Resources within a single data center are relatively cheap compared to cross-data center bandwidth.


  • Central Command Layer.
  • Thin proxy layer atop local analytics stack.
  • Central Workload Optimizer.


  • Subquery Deltas.
    • Cache query results at the source and destination with the query’s signature.
    • Instead of sending fresh results, send only a diff (delta) between the new and old results.
    • Cache results on a sub-query basis.
  • Workload Optimizer.
    • Identify optimal centralized plan.
    • Use default Calcite implementation.
    • Rough SQL table statistics in Hive to get an optimized join algorithm selection.
    • Use pseudo-distributed measurement to estimate data movement.
    • Simulate a virtual topology in which each base data partition is a separate datacenter, even if the data is centralized.
    • Achieved by rewriting SQL queries to simulate data partitions.
    • Evaluate alternative data partitions to get an indication of optimal.

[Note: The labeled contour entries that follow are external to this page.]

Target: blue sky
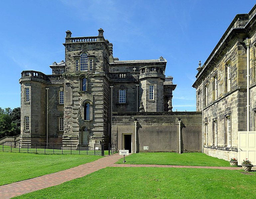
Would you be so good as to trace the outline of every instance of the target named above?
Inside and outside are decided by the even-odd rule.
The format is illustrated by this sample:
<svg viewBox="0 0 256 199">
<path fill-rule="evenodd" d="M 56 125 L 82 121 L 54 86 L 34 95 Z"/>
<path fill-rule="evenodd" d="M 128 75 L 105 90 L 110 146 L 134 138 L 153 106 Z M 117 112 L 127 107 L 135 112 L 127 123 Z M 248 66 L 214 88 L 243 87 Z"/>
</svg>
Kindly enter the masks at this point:
<svg viewBox="0 0 256 199">
<path fill-rule="evenodd" d="M 119 60 L 167 60 L 166 76 L 177 84 L 173 110 L 195 110 L 195 80 L 236 15 L 254 1 L 12 0 L 0 8 L 0 107 L 20 106 L 23 70 L 51 74 L 49 65 L 64 60 L 65 31 L 94 36 L 104 30 Z"/>
</svg>

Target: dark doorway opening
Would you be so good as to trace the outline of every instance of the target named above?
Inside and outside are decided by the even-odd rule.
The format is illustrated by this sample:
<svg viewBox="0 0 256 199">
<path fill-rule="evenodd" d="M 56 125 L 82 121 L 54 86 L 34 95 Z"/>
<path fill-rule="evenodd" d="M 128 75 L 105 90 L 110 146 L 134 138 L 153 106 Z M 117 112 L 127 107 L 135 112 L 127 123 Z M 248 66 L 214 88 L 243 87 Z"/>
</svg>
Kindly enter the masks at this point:
<svg viewBox="0 0 256 199">
<path fill-rule="evenodd" d="M 132 152 L 132 135 L 124 135 L 124 149 L 129 150 L 129 152 Z"/>
</svg>

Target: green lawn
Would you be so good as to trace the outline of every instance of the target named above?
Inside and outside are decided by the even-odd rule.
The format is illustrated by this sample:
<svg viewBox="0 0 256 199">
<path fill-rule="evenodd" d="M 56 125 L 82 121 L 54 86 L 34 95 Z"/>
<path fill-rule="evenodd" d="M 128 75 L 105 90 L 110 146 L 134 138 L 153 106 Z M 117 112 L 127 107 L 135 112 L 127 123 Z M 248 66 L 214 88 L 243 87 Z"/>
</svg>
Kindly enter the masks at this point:
<svg viewBox="0 0 256 199">
<path fill-rule="evenodd" d="M 256 176 L 241 170 L 107 167 L 15 198 L 254 198 Z"/>
<path fill-rule="evenodd" d="M 123 159 L 117 163 L 123 163 Z M 229 162 L 202 153 L 139 153 L 125 157 L 125 164 L 230 166 Z"/>
<path fill-rule="evenodd" d="M 64 170 L 102 157 L 0 152 L 0 186 Z"/>
</svg>

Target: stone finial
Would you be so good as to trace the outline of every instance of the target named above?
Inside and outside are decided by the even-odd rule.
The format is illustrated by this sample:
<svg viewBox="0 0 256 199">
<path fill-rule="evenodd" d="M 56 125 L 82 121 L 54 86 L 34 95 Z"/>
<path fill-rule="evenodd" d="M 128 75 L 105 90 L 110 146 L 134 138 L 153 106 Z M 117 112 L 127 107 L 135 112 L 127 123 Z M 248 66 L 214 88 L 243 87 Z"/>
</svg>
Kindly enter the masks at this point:
<svg viewBox="0 0 256 199">
<path fill-rule="evenodd" d="M 159 57 L 159 61 L 164 61 L 164 60 L 165 60 L 165 59 L 162 56 L 161 56 Z"/>
<path fill-rule="evenodd" d="M 103 29 L 102 28 L 100 28 L 98 30 L 98 31 L 99 31 L 99 35 L 98 36 L 103 37 L 103 33 L 104 32 L 104 31 L 103 30 Z"/>
<path fill-rule="evenodd" d="M 172 99 L 170 99 L 168 101 L 167 103 L 168 104 L 168 112 L 173 112 L 173 106 L 172 106 Z"/>
<path fill-rule="evenodd" d="M 198 63 L 198 65 L 199 65 L 199 66 L 198 66 L 198 67 L 196 68 L 196 70 L 197 70 L 197 71 L 199 71 L 200 70 L 201 70 L 201 69 L 202 68 L 202 67 L 201 66 L 201 64 L 202 64 L 201 63 L 201 61 L 199 61 L 199 63 Z"/>
<path fill-rule="evenodd" d="M 142 100 L 141 100 L 140 103 L 140 108 L 139 109 L 140 109 L 140 112 L 145 112 L 145 109 L 144 109 L 144 106 L 143 105 Z"/>
<path fill-rule="evenodd" d="M 70 38 L 71 37 L 71 35 L 72 33 L 70 30 L 67 30 L 66 31 L 66 38 Z"/>
</svg>

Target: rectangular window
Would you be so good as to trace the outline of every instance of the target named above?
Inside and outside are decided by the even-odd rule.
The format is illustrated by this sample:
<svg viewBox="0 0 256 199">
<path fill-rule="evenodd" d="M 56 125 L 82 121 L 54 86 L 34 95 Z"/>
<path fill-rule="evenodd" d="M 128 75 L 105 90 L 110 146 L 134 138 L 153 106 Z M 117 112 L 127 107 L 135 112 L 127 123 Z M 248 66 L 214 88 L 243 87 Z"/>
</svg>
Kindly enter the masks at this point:
<svg viewBox="0 0 256 199">
<path fill-rule="evenodd" d="M 208 145 L 208 126 L 207 122 L 204 123 L 204 129 L 203 131 L 203 144 Z"/>
<path fill-rule="evenodd" d="M 78 71 L 78 68 L 79 67 L 79 60 L 78 59 L 75 60 L 75 70 Z"/>
<path fill-rule="evenodd" d="M 217 75 L 213 76 L 213 84 L 212 87 L 213 101 L 218 99 L 218 80 Z"/>
<path fill-rule="evenodd" d="M 25 130 L 29 130 L 29 117 L 28 116 L 25 116 Z"/>
<path fill-rule="evenodd" d="M 59 130 L 64 131 L 64 118 L 59 118 Z"/>
<path fill-rule="evenodd" d="M 154 85 L 149 85 L 149 99 L 153 100 L 154 99 Z"/>
<path fill-rule="evenodd" d="M 25 94 L 26 95 L 26 102 L 29 101 L 29 88 L 25 88 Z"/>
<path fill-rule="evenodd" d="M 201 110 L 201 93 L 200 92 L 198 92 L 197 94 L 198 98 L 198 111 L 200 111 Z"/>
<path fill-rule="evenodd" d="M 204 85 L 204 106 L 206 106 L 208 104 L 208 85 Z"/>
<path fill-rule="evenodd" d="M 90 59 L 90 70 L 92 70 L 92 59 Z"/>
<path fill-rule="evenodd" d="M 226 92 L 231 90 L 231 65 L 229 63 L 226 65 Z"/>
<path fill-rule="evenodd" d="M 213 120 L 212 127 L 212 146 L 217 146 L 217 120 Z"/>
<path fill-rule="evenodd" d="M 225 145 L 231 147 L 231 120 L 230 116 L 225 118 Z"/>
<path fill-rule="evenodd" d="M 64 91 L 60 91 L 60 100 L 59 102 L 60 104 L 64 104 Z"/>
<path fill-rule="evenodd" d="M 125 103 L 126 102 L 126 90 L 119 90 L 119 103 Z"/>
</svg>

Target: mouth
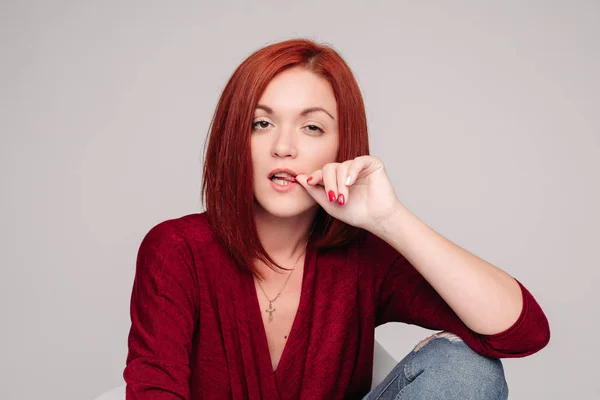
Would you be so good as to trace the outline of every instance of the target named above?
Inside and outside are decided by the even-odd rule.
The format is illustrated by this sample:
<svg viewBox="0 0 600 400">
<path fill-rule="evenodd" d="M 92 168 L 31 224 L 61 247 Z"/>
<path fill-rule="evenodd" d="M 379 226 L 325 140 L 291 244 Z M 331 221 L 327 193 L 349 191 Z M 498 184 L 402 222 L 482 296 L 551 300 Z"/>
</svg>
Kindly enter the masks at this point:
<svg viewBox="0 0 600 400">
<path fill-rule="evenodd" d="M 290 169 L 275 169 L 269 173 L 269 179 L 282 187 L 297 184 L 296 173 Z"/>
</svg>

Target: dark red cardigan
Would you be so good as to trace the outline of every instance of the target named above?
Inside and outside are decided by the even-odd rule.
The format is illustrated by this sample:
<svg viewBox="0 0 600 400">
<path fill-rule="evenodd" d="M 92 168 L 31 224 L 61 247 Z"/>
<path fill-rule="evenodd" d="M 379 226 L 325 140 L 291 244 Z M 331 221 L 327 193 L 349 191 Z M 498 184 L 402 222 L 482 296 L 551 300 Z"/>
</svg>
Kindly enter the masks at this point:
<svg viewBox="0 0 600 400">
<path fill-rule="evenodd" d="M 521 290 L 514 325 L 480 335 L 377 236 L 362 231 L 327 251 L 309 242 L 300 304 L 273 372 L 252 276 L 217 242 L 206 213 L 164 221 L 138 253 L 127 399 L 361 399 L 371 386 L 375 327 L 392 321 L 451 331 L 489 357 L 524 357 L 546 346 L 550 329 Z"/>
</svg>

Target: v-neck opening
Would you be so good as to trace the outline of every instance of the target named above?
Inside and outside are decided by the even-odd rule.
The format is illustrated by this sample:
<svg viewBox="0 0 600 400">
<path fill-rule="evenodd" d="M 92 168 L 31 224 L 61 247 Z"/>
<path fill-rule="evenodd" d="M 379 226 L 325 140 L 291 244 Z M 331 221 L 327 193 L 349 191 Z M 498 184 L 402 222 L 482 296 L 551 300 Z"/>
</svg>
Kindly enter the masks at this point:
<svg viewBox="0 0 600 400">
<path fill-rule="evenodd" d="M 277 364 L 277 368 L 275 369 L 275 371 L 273 371 L 273 360 L 271 360 L 271 352 L 269 350 L 269 340 L 267 338 L 267 330 L 265 328 L 263 319 L 262 319 L 262 310 L 260 307 L 260 302 L 258 300 L 258 293 L 256 290 L 256 286 L 254 284 L 254 278 L 253 276 L 250 274 L 250 282 L 252 283 L 251 285 L 251 289 L 252 289 L 252 298 L 253 298 L 253 315 L 256 318 L 256 322 L 258 324 L 260 324 L 260 342 L 261 347 L 262 347 L 262 351 L 266 352 L 266 356 L 264 357 L 264 359 L 267 361 L 266 362 L 266 366 L 264 366 L 265 368 L 268 368 L 267 371 L 269 372 L 269 375 L 272 376 L 273 378 L 273 382 L 274 386 L 276 389 L 278 389 L 278 380 L 281 379 L 281 374 L 283 373 L 282 371 L 286 368 L 287 364 L 289 364 L 288 358 L 290 357 L 289 353 L 292 351 L 292 348 L 295 347 L 298 343 L 298 340 L 300 340 L 300 338 L 297 338 L 296 336 L 298 335 L 298 333 L 296 333 L 298 331 L 298 329 L 300 329 L 298 327 L 298 325 L 301 323 L 300 319 L 303 318 L 304 315 L 304 309 L 306 308 L 306 296 L 305 293 L 308 290 L 307 289 L 307 276 L 308 276 L 308 269 L 310 268 L 309 266 L 311 265 L 312 262 L 312 257 L 313 257 L 313 247 L 312 247 L 312 239 L 309 239 L 309 242 L 307 244 L 306 247 L 306 254 L 304 255 L 304 266 L 302 269 L 302 283 L 300 286 L 300 299 L 298 301 L 298 309 L 296 310 L 296 315 L 294 316 L 294 320 L 292 322 L 292 327 L 290 329 L 290 333 L 288 335 L 288 340 L 286 341 L 285 345 L 283 346 L 283 350 L 281 353 L 281 357 L 279 358 L 279 362 Z"/>
</svg>

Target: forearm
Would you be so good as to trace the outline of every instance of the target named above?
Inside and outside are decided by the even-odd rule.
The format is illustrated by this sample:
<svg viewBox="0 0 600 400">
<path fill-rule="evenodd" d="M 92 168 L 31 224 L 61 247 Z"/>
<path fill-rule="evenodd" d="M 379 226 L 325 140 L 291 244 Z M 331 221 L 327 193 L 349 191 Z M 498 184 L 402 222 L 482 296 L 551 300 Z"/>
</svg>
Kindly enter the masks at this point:
<svg viewBox="0 0 600 400">
<path fill-rule="evenodd" d="M 401 203 L 372 233 L 400 252 L 471 330 L 496 334 L 519 317 L 522 293 L 513 277 L 444 238 Z"/>
</svg>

To reduce the sample space, do a worst case evaluation (worst data partition).
    • Combine all measurements to jointly solve site selection and data replication problem.
    • Formulate an ILP to jointly solve both problems to minimize total bandwidth cost.
    • Due to scalability constraints, alternatively use greedy approach.
    • Solve site selection problem in isolation based on sovereignity constraints.
    • Greedily pick the datacenter to copy input data needed per-task based on lowest cost.